I am using Oracle 10g. Here is my query
select * from Entries
where RefKey in (select RefKey
from Entries
where KeyStat = 1)
and RefKey = Key;
Here RefKey, Key and KeyStat all are indexed. The table is partitioned on another column which is not being used here. In this query, i am selecting master key (if RefKey = Key then master) currently active (KeyStat = 1). Here is the execution plan of this query using SQLTools 1.21 RC3.
----------------------------------------------------------------------------------------------------------------------
| Id | Operation | Name | Rows | Bytes | Cost (%CPU)| Time | Pstart| Pstop |
----------------------------------------------------------------------------------------------------------------------
| 0 | SELECT STATEMENT | | 1 | 270 | 218K (1)| 00:43:37 | | |
| 1 | NESTED LOOPS SEMI | | 1 | 270 | 218K (1)| 00:43:37 | | |
| 2 | PARTITION RANGE ALL | | 1 | 262 | 218K (1)| 00:43:37 | 1 | 12 |
|* 3 | TABLE ACCESS FULL | ENTRIES | 1 | 262 | 218K (1)| 00:43:37 | 1 | 12 |
|* 4 | TABLE ACCESS BY GLOBAL INDEX ROWID| ENTRIES | 10M| 77M| 3 (0)| 00:00:01 | ROWID | ROWID |
|* 5 | INDEX RANGE SCAN | IND_ENTR_REFKEY| 1 | | 2 (0)| 00:00:01 | | |
----------------------------------------------------------------------------------------------------------------------
I am concerned about ID = 3 "TABLE ACCESS FULL". If all the columns being used in this query are indexed then why oracle is doing full table scan.
How this can be optimized? If i put some values in inner query, it returns much faster.
To explain why the sub-query is necessary: I am selecting the whole batch having at least one active key. Refkey is not unique; for instance:
Key=1, RefKey=1, Stat=1
Key=2, RefKey=1, Stat=0
Key=3, RefKey=2, Stat=1
"I am concerned about ID = 3 "TABLE ACCESS FULL". If all the columns being used in this query are indexed then why oracle is doing full table scan."

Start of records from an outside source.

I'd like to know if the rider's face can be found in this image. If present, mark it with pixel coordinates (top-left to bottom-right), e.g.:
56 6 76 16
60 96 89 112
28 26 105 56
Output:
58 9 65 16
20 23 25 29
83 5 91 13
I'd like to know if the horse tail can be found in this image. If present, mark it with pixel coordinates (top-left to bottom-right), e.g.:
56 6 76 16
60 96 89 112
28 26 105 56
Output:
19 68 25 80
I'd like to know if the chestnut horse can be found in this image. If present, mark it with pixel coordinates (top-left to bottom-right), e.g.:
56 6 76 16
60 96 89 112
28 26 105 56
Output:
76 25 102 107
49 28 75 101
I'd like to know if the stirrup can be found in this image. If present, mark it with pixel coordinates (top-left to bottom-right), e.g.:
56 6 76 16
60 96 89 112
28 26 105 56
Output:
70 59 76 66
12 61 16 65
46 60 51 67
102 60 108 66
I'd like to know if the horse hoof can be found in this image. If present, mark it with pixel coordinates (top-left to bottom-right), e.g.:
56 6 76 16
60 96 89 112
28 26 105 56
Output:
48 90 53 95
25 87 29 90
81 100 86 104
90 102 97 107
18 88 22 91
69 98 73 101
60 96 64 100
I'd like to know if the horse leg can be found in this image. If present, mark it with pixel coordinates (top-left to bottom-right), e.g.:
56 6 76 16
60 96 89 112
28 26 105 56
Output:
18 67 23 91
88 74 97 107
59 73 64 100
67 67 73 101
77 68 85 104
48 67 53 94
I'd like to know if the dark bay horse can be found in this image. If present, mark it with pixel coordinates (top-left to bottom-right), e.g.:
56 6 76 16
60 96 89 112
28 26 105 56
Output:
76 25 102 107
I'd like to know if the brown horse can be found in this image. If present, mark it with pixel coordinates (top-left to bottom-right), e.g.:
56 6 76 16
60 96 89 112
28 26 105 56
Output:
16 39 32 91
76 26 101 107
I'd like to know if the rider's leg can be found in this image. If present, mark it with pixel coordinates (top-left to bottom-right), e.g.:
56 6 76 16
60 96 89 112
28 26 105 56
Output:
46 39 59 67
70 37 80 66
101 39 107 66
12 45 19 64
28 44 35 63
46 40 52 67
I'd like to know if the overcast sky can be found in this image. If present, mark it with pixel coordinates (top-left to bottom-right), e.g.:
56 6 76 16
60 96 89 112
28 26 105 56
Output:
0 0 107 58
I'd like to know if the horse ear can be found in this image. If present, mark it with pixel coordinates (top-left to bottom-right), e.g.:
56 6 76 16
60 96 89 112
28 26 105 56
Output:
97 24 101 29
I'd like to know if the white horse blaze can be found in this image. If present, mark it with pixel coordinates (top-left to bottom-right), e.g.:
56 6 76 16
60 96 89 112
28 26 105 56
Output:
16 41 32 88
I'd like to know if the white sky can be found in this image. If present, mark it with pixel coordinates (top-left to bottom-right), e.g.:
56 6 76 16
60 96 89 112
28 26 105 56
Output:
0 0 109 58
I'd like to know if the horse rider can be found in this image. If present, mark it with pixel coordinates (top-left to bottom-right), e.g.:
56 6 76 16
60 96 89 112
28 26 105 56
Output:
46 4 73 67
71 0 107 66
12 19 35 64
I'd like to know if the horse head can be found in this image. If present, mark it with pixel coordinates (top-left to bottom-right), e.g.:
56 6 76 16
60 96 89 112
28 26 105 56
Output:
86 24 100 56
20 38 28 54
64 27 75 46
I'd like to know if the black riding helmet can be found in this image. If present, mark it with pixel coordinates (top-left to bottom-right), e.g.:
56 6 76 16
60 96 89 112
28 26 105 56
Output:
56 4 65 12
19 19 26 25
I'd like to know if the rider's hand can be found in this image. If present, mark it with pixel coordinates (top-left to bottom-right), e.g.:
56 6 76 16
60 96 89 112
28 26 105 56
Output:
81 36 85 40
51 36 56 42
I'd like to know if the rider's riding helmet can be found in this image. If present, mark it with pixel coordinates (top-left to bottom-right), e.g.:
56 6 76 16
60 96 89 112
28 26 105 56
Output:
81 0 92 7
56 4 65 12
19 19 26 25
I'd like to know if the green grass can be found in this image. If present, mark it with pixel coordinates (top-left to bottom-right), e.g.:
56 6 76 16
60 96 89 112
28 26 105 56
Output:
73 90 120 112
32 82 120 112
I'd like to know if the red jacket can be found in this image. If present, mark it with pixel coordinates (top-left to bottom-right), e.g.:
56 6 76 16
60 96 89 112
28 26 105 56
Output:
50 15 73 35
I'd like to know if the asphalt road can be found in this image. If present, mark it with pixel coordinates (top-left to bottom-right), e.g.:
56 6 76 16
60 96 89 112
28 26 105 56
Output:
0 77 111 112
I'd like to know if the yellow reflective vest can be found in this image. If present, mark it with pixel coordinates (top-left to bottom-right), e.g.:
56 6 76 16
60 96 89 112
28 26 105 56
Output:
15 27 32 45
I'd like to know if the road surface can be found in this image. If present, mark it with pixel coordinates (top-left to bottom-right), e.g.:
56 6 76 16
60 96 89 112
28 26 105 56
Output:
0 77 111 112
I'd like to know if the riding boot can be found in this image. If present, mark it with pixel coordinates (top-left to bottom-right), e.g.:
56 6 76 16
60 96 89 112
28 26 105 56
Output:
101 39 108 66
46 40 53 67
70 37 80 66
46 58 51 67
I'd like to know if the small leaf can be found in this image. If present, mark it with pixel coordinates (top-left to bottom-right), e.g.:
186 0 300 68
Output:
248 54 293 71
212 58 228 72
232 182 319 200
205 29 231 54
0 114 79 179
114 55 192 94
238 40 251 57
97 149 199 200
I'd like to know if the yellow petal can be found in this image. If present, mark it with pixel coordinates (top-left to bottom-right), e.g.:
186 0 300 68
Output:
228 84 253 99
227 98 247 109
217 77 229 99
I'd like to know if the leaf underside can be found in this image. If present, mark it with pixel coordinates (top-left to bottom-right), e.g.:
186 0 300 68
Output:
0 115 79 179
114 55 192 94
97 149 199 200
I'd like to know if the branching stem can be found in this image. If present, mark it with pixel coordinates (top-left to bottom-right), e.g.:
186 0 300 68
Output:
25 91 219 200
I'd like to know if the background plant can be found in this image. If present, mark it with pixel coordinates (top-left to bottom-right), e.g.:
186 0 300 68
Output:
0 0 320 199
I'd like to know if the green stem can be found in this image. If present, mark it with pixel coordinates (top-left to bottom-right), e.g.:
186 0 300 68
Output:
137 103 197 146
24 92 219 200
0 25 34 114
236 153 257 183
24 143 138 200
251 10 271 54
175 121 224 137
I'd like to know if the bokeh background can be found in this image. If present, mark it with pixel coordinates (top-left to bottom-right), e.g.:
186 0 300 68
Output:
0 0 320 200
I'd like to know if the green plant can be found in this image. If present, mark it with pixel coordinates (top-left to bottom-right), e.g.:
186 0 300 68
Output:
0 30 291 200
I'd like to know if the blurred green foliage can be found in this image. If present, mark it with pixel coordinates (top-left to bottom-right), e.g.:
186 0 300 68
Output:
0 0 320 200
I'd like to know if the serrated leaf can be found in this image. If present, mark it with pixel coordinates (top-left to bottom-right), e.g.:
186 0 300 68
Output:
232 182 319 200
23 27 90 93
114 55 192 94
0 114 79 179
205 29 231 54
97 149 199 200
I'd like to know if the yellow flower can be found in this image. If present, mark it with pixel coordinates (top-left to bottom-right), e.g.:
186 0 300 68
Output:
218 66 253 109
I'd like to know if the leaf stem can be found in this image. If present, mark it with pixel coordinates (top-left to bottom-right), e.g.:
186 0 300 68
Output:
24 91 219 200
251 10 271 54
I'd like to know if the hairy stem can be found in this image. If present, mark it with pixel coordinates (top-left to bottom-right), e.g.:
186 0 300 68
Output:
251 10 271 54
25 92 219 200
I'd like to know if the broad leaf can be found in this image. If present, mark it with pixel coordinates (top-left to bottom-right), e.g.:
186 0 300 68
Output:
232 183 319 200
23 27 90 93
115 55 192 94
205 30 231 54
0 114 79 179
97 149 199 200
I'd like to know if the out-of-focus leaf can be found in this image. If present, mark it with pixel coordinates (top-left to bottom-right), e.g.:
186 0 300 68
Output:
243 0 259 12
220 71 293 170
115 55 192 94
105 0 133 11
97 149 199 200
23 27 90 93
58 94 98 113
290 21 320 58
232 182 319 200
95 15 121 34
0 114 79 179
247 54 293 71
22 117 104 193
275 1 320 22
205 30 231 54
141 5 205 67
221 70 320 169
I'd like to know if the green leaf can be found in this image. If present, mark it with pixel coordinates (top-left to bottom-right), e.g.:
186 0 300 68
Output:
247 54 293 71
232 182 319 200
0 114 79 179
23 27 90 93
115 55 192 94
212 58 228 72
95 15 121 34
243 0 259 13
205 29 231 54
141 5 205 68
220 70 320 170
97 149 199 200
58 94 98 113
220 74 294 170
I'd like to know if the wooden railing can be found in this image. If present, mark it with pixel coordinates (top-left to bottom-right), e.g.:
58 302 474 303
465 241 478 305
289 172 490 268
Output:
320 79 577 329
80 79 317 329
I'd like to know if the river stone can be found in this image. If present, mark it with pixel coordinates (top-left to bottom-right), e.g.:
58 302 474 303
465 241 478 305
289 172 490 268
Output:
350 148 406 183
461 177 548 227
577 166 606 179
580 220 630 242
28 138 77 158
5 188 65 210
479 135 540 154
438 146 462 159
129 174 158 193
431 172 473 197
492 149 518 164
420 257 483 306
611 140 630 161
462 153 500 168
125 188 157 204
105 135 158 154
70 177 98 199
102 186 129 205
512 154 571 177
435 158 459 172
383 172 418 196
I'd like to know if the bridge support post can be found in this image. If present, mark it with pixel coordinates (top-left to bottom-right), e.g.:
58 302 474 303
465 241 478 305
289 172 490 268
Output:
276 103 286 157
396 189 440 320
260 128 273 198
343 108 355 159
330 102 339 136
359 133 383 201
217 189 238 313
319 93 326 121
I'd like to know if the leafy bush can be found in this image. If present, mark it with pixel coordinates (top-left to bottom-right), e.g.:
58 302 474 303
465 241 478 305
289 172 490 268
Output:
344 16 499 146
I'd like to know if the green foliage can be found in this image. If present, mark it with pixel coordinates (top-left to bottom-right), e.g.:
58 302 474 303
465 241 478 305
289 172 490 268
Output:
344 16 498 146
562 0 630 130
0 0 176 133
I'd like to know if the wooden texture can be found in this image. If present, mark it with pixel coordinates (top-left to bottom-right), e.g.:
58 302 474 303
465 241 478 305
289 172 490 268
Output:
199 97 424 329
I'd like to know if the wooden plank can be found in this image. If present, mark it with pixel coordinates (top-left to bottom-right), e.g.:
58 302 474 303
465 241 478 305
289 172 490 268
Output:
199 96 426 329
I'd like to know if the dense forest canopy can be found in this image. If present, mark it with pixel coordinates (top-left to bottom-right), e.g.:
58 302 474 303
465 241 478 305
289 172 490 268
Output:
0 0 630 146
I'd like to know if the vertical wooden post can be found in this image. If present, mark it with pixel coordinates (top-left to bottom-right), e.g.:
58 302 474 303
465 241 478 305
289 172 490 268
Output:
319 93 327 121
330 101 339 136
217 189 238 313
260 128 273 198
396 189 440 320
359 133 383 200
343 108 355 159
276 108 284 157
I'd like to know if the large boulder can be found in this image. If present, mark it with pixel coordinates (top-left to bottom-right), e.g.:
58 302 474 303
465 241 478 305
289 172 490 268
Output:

The optimizer is ignoring the index on KEYSTAT. I would guess this is because KEYSTAT is not very selective (relatively few distinct values) and/or because those values are evenly distributed across the entire range of the ENTRIES table. If a query is going to hit pretty much every block in a table, FULL TABLE SCAN is the best path.
This guess is validated by the increased speed you get by filtering the sub-query.
As the others have suggested, refactoring your statement to remove the sub-query would be the best way to improve performance.
"There would be millions of entries having KeyStat= 0, only few in 1000s will have 1 so using index will be beneficial."
Skewed datadistribution is often a source of performance problems. You see, the thing is, the database doesn't know that KEYSTAT=1 is vastly more selective than KEYSTAT=0. Unless we tell it, which is why you might want to consider creating histograms when you gather statistics on that index. Find out more.
Note that histograms can cause problems as well as solve them, especially with queries which use bind variables instaead of literals. So benchmark in a sandpit before putting them into production.